Michelangelo’s Sistine Chapel Exhibition is the first in a series of touring art exhibitions coming to Charlotte and North Carolina this spring and summer.
As we wait for Immersive Van Gogh, which opens June 18th, and might make plans to go to Asheville to see Legends of Art & Innovation at Biltmore (three multi-media art experiences over the course of the year, including Van Gogh Alive, Monet & Friends, and Da Vinci), we have Michelangelo to enjoy.
Michelangelo’s Sistine Chapel Exhibition is at Savona, 401 South Gardner Avenue, Charlotte.
It takes place Thursdays through Sundays from May 1st to July 31st, 2021, from 10 a.m. to 6 p.m. (Subject to change.)
Tickets are on sale now.
Ticket prices range from $19.40 to $23.70 for adults, depending on time. Kids’ tickets range from $13 to $15, although you can add on an additional child ticket for $10. Kids under age 4 are admitted for free. Depending on the day and time, adult tickets might be $23.70.

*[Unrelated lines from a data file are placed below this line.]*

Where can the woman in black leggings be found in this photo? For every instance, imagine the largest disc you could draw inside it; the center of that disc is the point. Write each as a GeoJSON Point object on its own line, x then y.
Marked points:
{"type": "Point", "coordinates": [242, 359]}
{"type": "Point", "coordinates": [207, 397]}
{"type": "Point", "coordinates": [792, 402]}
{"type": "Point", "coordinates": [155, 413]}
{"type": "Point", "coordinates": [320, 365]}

If you can get a group of at least 10 people together, you can get discounted tickets for just $15/person. They can accommodate groups from 10 to 100 people. Their group days are Thursdays and Fridays throughout the run of the exhibit, pending availability. For group tickets, email Sistine Group Sales: firstname.lastname@example.org.

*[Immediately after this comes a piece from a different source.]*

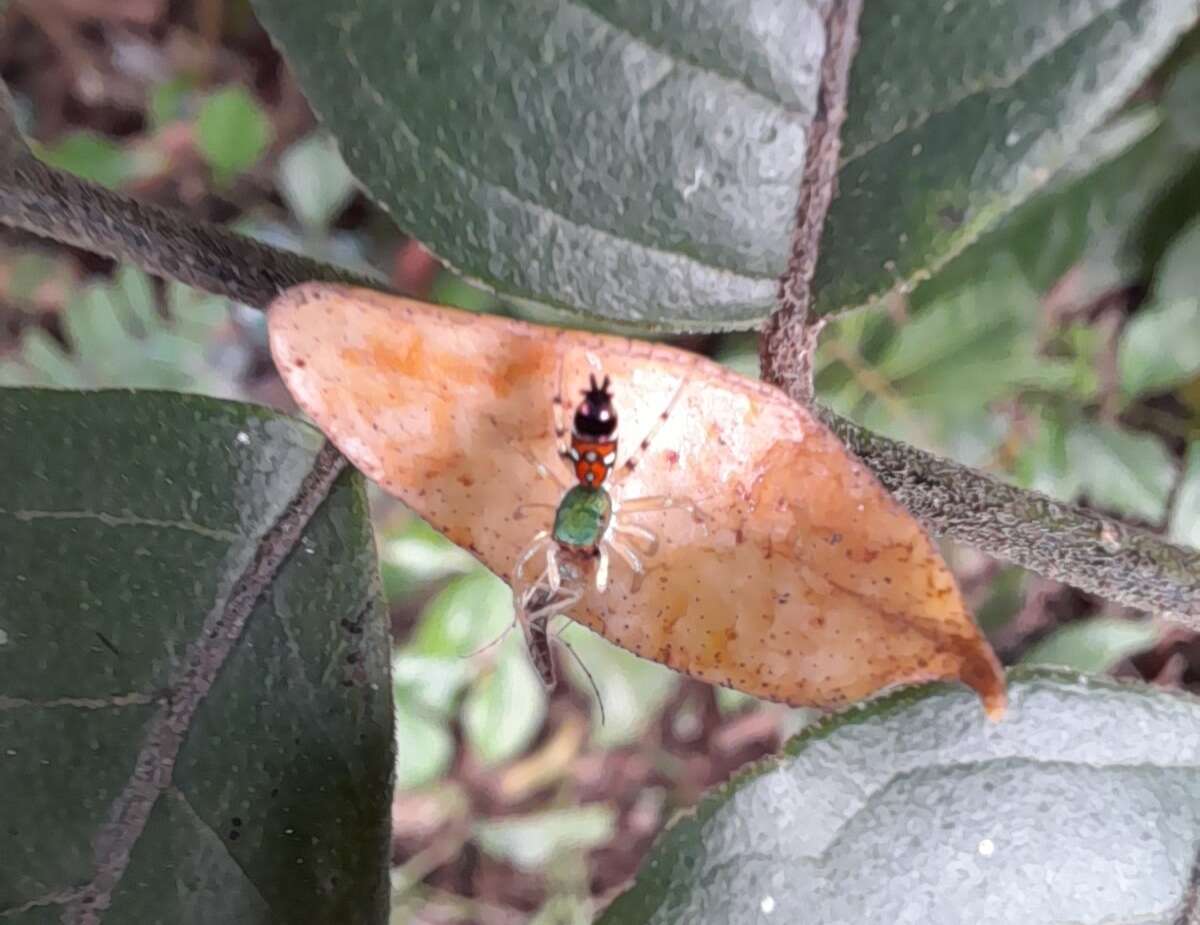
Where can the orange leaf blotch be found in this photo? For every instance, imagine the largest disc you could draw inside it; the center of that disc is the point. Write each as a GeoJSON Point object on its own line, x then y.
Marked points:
{"type": "Point", "coordinates": [802, 582]}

There are also VIP options, which allow you to skip the line and receive a poster. Audio guides are available for purchase.

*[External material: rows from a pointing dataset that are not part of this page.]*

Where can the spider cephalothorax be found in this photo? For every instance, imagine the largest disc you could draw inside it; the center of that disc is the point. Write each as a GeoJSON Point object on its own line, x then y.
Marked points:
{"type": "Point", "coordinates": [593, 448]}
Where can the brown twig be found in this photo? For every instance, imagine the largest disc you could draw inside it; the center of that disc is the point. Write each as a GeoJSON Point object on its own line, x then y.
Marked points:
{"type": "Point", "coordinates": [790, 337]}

In addition, you can get a Family Pass, for 2 adults and 2 kids, for $62.40.
The exhibition stretches Michelangelo’s masterpieces floor-to-ceiling, giving visitors a new, close-up perspective. You can get a close look at each panel, along with a brief description of the scene being depicted.
The exhibition is family friendly.
Masks are required. You can take photos. The attraction is wheelchair accessible. Parking is free.
Some background on Michelangelo’s frescoes in the Sistine Chapel
Pope Julius II commissioned Michelangelo in 1508 to repaint the vault of the chapel. He completed the work between 1508 and 1512. He was then commissioned by Pope Paul III to paint the Last Judgment over the alter, and he completed that work between 1535 and 1541.
Originally, a scaffold was suspended by ropes from the ceiling, but Michelangelo was concerned that it would leave holes in the ceiling, so the Pope ordered him to build his own scaffold. He built a scaffold that was a flat wooden platform on brackets attached high on the wall. Contrary to legend, he did not paint lying down. He worked standing up.
In all, he painted over 5,000 square feet of frescoes.
The Last Judgment was controversial because it included nude figures. There was even a censorship campaign known as the “Fig Leaf Campaign.” After Michelangelo’s death, the artist Daniele da Volterra was hired to cover up some of the offending body parts with loin cloths.